You don't have to speak these thoughts aloud in order to pass them on to our children.  Children absorb the body language of shame, guilt, and lack.  They are as attentive to the energy of the unspoken as well as the words we speak.  They can sense very quickly, and with great ease, your lack of love for yourself.  If you feel disgust about your body, they will feel that disgust too.  If you talk about your appearance a lot, they will absorb your unease and your doubt about your worth, and they will start to talk the same way about their bodies.  If you spend a lot of time in front of the mirror, your children will too.Children also absorb the power of denial about your health, mentally, physically, and spiritually.
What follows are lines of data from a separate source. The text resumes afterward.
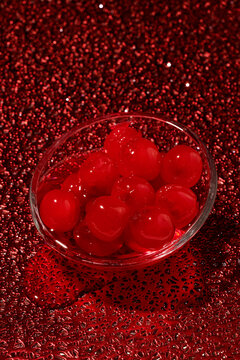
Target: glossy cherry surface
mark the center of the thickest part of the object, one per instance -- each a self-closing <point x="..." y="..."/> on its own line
<point x="134" y="191"/>
<point x="98" y="173"/>
<point x="140" y="158"/>
<point x="74" y="183"/>
<point x="118" y="138"/>
<point x="86" y="241"/>
<point x="107" y="217"/>
<point x="180" y="201"/>
<point x="150" y="229"/>
<point x="182" y="165"/>
<point x="60" y="210"/>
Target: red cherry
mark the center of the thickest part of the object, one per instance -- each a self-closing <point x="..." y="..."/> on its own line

Yes, we need to exercise, eat healthy, and get enough rest. Yes, we need to try and look our very best, but we also need to practice compassion, acceptance, and forgiveness toward our physical selves.  I have two girls who are going to inherit society's legacy of facelifts, botox, and obsession with plastic surgery, the "right" makeup, the "right" handbag and shoes, the "right" length of skirt, tattoos and nose rings.  As mothers, it is critical to take the opportunities to talk about their bodies and tell them how beautiful they are, just as they are.  It is critical that we give them the right tools, vocabulary, and mindset about loving our bodies, and the difference between taking care of them and obsessing about what they "perceive" to be imperfections.  It is vital that our children understand that they are spiritual by nature, first and foremost,  "mind" next, and "body" last.  That's right - body last.  When you can walk in the direction of that compass - Spirit, Mind, Body, and help them "work" on the inside first, the outside beauty will follow.  For years we have lived in the opposite, and now is the time to start bringing this new belief into your conversations.

Our culture has a long way to go in healing our minds of the things we say about our bodies, and what we do to them, in order to achieve someone else's definition of beauty that seems to change daily.  We are fearfully, wonderfully made.  Fearfully in this case means reverently. We were knit together perfectly in our mother's wombs.  Turn to Psalm 139 when you doubt how beautiful you really are.  Ask God to make you aware of the stories you are telling yourself about your body, the fairy tales about our body that society would have us fall for, and the words that you are using to describe your body.  I think we would all be shocked to know what we are doing to ourselves just in our thinking.  It is definitely time to awaken from our slumbering when it comes to our physical selves.